Normativa MIFID

Normativa MIFID

14.03.2019 12:02 h
3 min
¿QUÉ ES LA NORMATIVA MIFID?

La normativa MIFID (Directiva Europea sobre los Mercados de Instrumentos Financieros) entró en vigor el 1 de noviembre de 2007 e implicó la creación de un mercado único, así como la regulación de todos los servicios financieros de los 28 Estados miembros de la Unión Europea y de otros Estados del Área Económica Europea.

La función que desarrolla la normativa MIFID es la de regular la prestación de servicios de inversión. Esto provoca que, tanto las entidades financieras como las de inversión se vean afectadas por esta normativa; afectadas en cuanto a la manera en la que asesoran a sus clientes, en cuanto a la manera en las que les informan o en cuanto a la manera en la que les venden sus productos. Además, la normativa MIFID no solo afecta a estos tres aspectos mencionados anteriormente, sino que la manera en que les ofrecen servicios de ejecución de operaciones sobre instrumentos financieros también se ha visto afectada.

 

¿CUÁLES SON LOS OBJETIVOS DE LA NORMATIVA MIFID?

Según el diario económico El Economista los objetivos de la normativa MIFID España son los siguientes:

“La MiFID conlleva la modernización de los mercados financieros, al tiempo que refuerza la protección al inversor, mejora las potestades supervisoras de la Comisión Nacional del Mercado de Valores (CNMV) y fomenta la cooperación entre los distintos supervisores de la Unión Europea.”

 

En pocas palabras, la normativa MIFID lo que pretende es proteger al cliente regulando el comportamiento de la entidad financiera y de inversión.

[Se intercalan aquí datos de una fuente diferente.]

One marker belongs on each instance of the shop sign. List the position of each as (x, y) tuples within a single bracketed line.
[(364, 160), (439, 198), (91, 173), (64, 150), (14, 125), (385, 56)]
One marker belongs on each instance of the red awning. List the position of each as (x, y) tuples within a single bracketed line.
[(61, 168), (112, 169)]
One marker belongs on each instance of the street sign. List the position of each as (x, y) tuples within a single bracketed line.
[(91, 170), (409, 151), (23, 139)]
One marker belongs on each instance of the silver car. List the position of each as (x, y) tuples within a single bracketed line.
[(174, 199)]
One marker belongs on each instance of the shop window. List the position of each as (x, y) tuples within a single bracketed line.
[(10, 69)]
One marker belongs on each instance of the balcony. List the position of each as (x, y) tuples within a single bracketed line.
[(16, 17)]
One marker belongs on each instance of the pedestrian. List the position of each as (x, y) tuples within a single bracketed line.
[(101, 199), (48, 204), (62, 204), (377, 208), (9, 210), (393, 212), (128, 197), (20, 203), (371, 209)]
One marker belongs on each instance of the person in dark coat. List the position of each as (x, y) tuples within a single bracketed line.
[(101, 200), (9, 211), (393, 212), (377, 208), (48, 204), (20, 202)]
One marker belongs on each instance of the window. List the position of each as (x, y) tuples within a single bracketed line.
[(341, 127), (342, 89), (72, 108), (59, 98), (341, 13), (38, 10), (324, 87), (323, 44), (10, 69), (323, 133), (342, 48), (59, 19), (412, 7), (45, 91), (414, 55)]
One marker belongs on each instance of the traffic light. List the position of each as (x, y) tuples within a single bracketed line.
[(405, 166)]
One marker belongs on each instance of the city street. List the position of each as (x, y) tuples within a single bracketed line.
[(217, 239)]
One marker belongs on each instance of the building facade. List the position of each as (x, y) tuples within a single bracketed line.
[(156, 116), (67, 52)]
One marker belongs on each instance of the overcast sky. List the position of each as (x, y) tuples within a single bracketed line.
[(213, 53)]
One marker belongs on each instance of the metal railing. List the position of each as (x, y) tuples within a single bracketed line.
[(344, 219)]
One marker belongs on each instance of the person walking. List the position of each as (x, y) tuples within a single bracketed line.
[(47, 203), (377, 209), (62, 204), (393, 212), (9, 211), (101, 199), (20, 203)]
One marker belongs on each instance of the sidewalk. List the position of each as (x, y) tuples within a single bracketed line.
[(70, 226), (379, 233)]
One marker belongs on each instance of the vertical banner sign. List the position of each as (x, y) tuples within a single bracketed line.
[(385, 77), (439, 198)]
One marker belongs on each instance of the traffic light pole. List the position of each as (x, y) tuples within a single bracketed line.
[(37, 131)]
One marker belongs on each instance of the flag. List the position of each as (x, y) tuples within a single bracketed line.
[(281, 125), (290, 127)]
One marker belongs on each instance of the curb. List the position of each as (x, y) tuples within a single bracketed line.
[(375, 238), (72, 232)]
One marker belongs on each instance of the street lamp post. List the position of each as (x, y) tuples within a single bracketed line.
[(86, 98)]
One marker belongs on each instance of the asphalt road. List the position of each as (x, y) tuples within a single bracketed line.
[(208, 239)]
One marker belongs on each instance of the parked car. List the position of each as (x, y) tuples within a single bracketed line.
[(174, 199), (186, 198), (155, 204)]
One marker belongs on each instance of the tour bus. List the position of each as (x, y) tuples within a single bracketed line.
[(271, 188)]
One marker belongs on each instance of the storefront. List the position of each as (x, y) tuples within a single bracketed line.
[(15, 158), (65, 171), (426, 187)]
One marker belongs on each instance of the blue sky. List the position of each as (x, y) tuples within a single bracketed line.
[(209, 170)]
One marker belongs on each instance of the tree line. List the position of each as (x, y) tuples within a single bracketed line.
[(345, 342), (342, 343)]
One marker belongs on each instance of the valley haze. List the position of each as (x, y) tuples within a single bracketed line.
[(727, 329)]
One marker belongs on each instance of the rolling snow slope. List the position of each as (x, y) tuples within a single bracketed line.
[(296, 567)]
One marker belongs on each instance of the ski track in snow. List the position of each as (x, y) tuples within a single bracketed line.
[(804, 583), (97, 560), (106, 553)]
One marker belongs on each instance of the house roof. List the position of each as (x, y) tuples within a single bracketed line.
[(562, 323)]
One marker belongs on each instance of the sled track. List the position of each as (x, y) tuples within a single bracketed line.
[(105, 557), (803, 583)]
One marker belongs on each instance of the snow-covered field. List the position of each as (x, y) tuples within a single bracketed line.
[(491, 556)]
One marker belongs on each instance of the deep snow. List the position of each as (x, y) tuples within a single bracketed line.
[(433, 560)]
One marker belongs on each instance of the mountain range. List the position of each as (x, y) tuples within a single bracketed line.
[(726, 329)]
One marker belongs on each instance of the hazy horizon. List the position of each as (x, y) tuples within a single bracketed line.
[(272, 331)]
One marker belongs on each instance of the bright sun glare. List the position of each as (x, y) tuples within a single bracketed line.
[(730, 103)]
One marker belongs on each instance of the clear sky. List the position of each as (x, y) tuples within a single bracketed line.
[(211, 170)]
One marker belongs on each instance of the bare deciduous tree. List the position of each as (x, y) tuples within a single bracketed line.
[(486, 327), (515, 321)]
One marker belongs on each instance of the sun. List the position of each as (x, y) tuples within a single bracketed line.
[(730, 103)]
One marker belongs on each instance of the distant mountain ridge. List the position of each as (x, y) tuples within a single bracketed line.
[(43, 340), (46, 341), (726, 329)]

Es decir, que las entidades financieras tienen que hacer todo lo posible para que los clientes reciban la información necesaria para tener conocimientos acerca de los productos de inversión que desean contratar.

Para ello las empresas, a raíz de la implantación de la normativa MIFID, tenían que cumplir con dos objetivos claros:

  1.  Por un lado, tenían que aportar más información sobre sí mismas, sobre sus servicios y sobre las herramientas que ofrecen a los clientes.
  2. Por otro lado, tenían que atender y respetar las obligaciones impuestas por la Directiva para asegurarse que se le ofrece al cliente los mejores productos y servicios.

 

No obstante, la normativa MIFID no afecta a todos los productos financieros, por lo que podemos distinguir dos tipos de productos, los MIFID y los no MIFID.

  1. Los productos MIFID son más complejos:
  • Complejos (Ejemplo: deudas)
  • No complejos (Ejemplo: acciones, fondos de inversión)
  1. Los productos no MIFID. A este tipo de productos no les afecta las obligaciones impuestas por la Directiva. (Ejemplo: cuentas de ahorro, planes de pensiones o cuentas corrientes).

 

Además de clasificar los productos financieros, los clientes también pueden o mejor dicho deben clasificarse para que así las empresas puedan ofrecer a sus clientes los mejores productos y servicios en función al perfil de riesgo y características del cliente.

Por tanto, los clientes se clasifican de menor a mayor conocimiento en minoristas, profesionales y contraparte elegible respectivamente:

  • Los minoristas son los clientes con menos conocimiento y menos experiencia en los productos regulados por la Directiva. Por tanto, necesitan mayor tutela.
  • Los profesionales, a diferencia de los minoristas, poseen un conocimiento más amplio, por lo que están perfectamente cualificados para tomar sus propias decisiones de inversión además de conocer los riesgos que derivan de ellas.
  • La contraparte elegible, son los clientes con la mayor experiencia, mayor conocimiento y mayor cualificación de todos.

 

Aparte de la normativa MIFID que entró en vigor el 1 de noviembre de 2007 como bien hemos comentado antes, el 3 de enero de 2018 entra en vigor una nueva normativa MIFID, la normativa MIFID II, con el objetivo de reforzar la protección del inversor.

La normativa MIFID II lo que pretende es:

  1. La independencia del asesoramiento; las entidades financieras deberán informar al inversor si el asesoramiento prestado es independiente o no.
  2. Una mayor transparencia a la hora de establecer pecios por los servicios prestados.
  3. Que las entidades informen más a sus clientes sobre los productos diseñados expresamente para ellos.
  4. Una unión más grande en la regulación y supervisión.

Por tanto, tanto la normativa MIFID como la normativa MIFID II pretenden ayudar y mejorar la situación de los clientes protegiendo al inversor.